Estamos avanzando hacia una tempestad sin precedentes. Esto sucede porque funcionamos como si estuviéramos dentro de un gran parque de atracciones político. Hemos sustituido la seria racionalidad comunicativa habermasiana por una ingeniosa montaña rusa tuiteada que incrementa su velocidad, arriesga más y se desliza buscando loopings cada vez más peligrosos mientras sustituye razones habladas por emociones que se gritan. Esto es, precisamente, el populismo. Gobernar y ser oposición a golpe de activar pasiones y emociones que transforman la ciudadanía en una experiencia sustitutiva de consumo de morbidez ideológica.

Estamos descuadernando la democracia liberal al privar a las instituciones del respeto que se merecen formal y materialmente. Estamos brutalizando su funcionamiento al convertirla en una jungla sin reglas de juego, en donde todo vale y todo es posible con tal de ganar la partida, ocupar el poder a cualquier precio y ver cómo se dobla el brazo al adversario. Ganar ya no basta. Ahora hay que aplastar y humillar. Los extremos imponen sus marcos y convertimos la política en una despliegue de dinámicas antisistema que buscan justificar la urgencia de instaurar una democracia inmediata y polarizada, volcada sobre cotos tribales binarios que destruyan el pluralismo, la diversidad, la tolerancia y los matices de los horizontes mentales.
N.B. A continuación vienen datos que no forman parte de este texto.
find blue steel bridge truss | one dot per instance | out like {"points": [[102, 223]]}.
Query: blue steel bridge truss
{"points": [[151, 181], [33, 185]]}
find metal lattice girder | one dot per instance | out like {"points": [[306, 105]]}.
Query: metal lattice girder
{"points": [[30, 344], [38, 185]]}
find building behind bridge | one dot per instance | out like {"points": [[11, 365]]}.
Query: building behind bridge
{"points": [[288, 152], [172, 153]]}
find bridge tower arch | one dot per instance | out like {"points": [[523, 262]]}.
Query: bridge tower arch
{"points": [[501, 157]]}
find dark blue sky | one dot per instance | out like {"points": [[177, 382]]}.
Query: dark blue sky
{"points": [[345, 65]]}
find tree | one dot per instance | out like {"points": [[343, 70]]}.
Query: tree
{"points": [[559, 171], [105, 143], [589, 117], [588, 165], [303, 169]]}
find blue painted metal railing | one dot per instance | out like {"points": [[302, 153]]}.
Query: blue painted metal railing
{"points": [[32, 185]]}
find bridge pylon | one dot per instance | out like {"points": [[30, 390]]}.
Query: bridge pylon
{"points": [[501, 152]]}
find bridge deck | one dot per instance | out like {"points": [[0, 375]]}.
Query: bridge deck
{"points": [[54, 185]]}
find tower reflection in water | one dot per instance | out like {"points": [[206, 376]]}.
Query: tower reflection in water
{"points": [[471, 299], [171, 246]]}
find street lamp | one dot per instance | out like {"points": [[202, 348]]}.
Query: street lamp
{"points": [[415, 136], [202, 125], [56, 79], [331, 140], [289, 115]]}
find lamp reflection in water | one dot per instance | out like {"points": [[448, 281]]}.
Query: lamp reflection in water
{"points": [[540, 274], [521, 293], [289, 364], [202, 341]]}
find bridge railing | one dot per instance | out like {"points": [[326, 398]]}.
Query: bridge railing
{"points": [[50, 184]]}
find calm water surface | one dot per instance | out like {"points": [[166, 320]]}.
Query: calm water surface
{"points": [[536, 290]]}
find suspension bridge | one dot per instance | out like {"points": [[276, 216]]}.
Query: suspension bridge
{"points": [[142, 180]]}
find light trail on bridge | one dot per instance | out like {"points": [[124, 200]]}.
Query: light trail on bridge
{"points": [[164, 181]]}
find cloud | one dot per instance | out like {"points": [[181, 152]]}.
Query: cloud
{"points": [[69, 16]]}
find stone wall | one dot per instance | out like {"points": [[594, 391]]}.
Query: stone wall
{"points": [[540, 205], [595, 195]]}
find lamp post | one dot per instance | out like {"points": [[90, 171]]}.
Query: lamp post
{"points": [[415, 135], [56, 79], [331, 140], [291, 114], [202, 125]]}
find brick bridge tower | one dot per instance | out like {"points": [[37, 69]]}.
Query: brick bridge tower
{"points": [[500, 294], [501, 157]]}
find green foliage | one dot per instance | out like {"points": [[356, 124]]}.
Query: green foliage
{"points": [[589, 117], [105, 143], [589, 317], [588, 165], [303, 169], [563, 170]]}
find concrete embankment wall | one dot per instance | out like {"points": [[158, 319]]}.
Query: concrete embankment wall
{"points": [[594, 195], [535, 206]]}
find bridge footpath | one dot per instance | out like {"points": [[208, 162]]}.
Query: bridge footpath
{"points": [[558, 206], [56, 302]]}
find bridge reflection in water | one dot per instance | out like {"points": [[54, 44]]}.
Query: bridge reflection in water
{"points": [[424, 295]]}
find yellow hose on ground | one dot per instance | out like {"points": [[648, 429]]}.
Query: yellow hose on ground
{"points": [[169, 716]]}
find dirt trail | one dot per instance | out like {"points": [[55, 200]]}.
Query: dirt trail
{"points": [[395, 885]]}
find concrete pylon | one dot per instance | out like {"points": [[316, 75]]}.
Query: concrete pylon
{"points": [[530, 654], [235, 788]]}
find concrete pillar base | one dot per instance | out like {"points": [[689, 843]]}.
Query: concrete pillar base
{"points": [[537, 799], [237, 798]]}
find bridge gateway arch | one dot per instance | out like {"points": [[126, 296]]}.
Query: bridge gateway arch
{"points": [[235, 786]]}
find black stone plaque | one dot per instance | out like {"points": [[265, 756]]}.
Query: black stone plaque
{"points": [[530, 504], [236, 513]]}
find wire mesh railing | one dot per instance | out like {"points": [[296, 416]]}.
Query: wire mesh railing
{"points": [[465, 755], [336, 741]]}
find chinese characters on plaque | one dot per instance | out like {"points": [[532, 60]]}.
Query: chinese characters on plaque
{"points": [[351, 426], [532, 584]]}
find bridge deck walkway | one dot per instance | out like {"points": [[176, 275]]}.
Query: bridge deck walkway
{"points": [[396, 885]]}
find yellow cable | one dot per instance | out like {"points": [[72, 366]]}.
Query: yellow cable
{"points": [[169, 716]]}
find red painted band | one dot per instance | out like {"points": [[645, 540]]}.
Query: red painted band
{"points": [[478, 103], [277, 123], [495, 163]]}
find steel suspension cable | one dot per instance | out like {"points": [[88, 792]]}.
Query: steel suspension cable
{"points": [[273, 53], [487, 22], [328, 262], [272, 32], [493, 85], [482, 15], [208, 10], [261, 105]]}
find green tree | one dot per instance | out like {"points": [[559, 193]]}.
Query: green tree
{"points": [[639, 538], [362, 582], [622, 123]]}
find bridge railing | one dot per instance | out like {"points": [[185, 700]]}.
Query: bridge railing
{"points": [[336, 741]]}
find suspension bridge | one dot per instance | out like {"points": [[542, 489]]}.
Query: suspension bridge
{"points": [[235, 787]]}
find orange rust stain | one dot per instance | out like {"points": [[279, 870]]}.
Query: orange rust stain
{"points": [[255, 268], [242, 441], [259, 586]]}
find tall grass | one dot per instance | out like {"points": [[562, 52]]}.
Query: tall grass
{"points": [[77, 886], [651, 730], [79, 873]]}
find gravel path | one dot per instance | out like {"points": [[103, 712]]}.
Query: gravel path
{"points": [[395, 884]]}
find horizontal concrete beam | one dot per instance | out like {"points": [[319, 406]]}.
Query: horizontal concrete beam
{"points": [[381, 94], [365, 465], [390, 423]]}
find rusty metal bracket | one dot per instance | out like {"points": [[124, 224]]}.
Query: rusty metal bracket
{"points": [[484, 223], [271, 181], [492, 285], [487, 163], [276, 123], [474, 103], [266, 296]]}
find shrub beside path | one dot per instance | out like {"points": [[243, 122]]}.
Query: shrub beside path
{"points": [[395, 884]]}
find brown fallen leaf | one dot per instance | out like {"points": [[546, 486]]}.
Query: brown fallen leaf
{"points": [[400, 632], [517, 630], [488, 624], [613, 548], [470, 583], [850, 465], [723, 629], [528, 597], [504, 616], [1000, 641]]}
Nos deslizamos por una pendiente que nos lleva directamente al desagüe de la historia si no se pone remedio. Nos hemos asomado durante mucho tiempo al abismo de la antipolítica. La hemos, incluso, normalizado al pactar o gobernar con ella. Y, ahora, finalmente, quiere tomar las riendas de nuestra vida. Se ha asomado en nuestros corazones y nubla nuestra racionalidad para reclamar lo que considera que es su derecho: imponer el odio como sentido y fin de las cosas.
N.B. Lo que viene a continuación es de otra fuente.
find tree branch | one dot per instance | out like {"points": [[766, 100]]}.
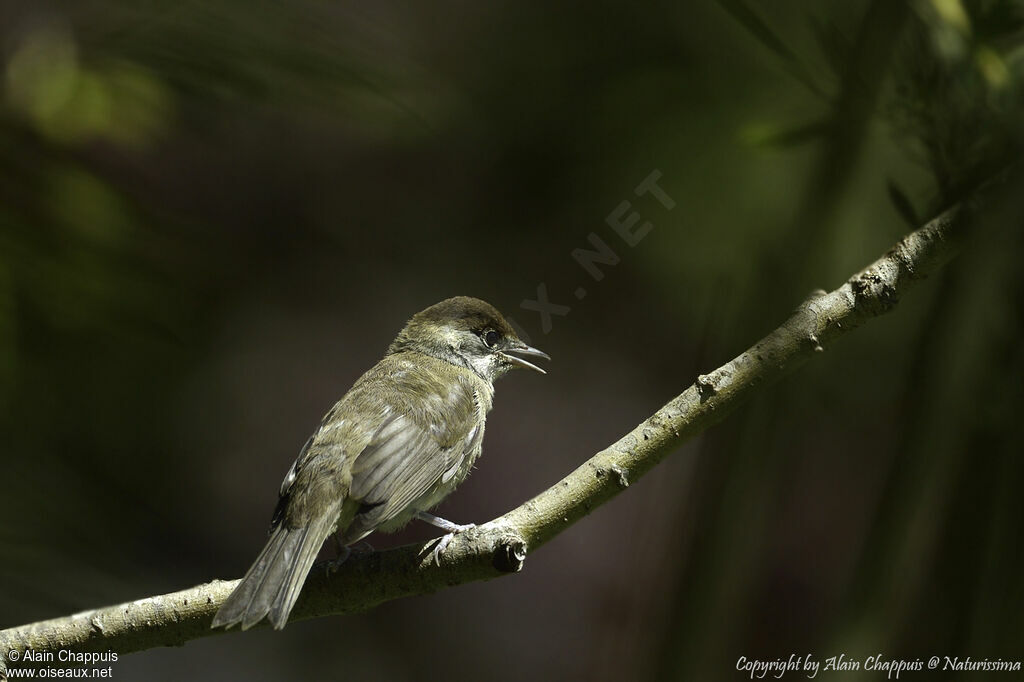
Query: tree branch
{"points": [[501, 546]]}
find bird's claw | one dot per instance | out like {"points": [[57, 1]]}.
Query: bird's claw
{"points": [[445, 540]]}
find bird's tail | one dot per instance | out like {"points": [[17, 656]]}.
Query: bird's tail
{"points": [[274, 581]]}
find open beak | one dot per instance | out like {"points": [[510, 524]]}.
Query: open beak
{"points": [[522, 349]]}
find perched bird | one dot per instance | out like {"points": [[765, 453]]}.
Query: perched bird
{"points": [[398, 442]]}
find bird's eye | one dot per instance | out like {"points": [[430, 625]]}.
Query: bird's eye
{"points": [[491, 338]]}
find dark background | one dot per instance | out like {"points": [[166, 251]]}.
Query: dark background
{"points": [[215, 215]]}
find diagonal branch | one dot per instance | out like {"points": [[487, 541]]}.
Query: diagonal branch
{"points": [[501, 546]]}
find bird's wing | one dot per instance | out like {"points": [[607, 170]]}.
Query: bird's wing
{"points": [[415, 451]]}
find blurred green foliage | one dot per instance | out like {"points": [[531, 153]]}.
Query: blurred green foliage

Estamos en manos del populismo y Madrid se ha convertido en un campo de batalla que confirma la ambición populista por transformar la política en una guerra cultural de trincheras frentistas, gas mostaza, fuego de tambor y bayonetas. La montaña rusa de la frivolidad y el espectáculo nos ha traído hasta aquí. Ahora ya estamos donde querían los que empezaron a jugar a ser populistas, a derechas e izquierdas. Los dos bandos lo han hecho a la vez después de leer a Carl Schmitt por personajes interpuestos: unos, mediante Leo Strauss; los otros, a través de Ernesto Laclau.

El desenlace es una democracia dividida y al borde de la confrontación más virulenta. Con el liberalismo y la socialdemocracia marginadas e impotentes, y viendo cómo los dueños del tablero político convierten la política partidista en una ruleta rusa que no duda en poner el cañón del arma populista sobre la sien de nuestra democracia.

José María Lassalle fue secretario de Estado de Cultura entre 2011 y 2016, y de Agenda Digital entre 2016 y 2018.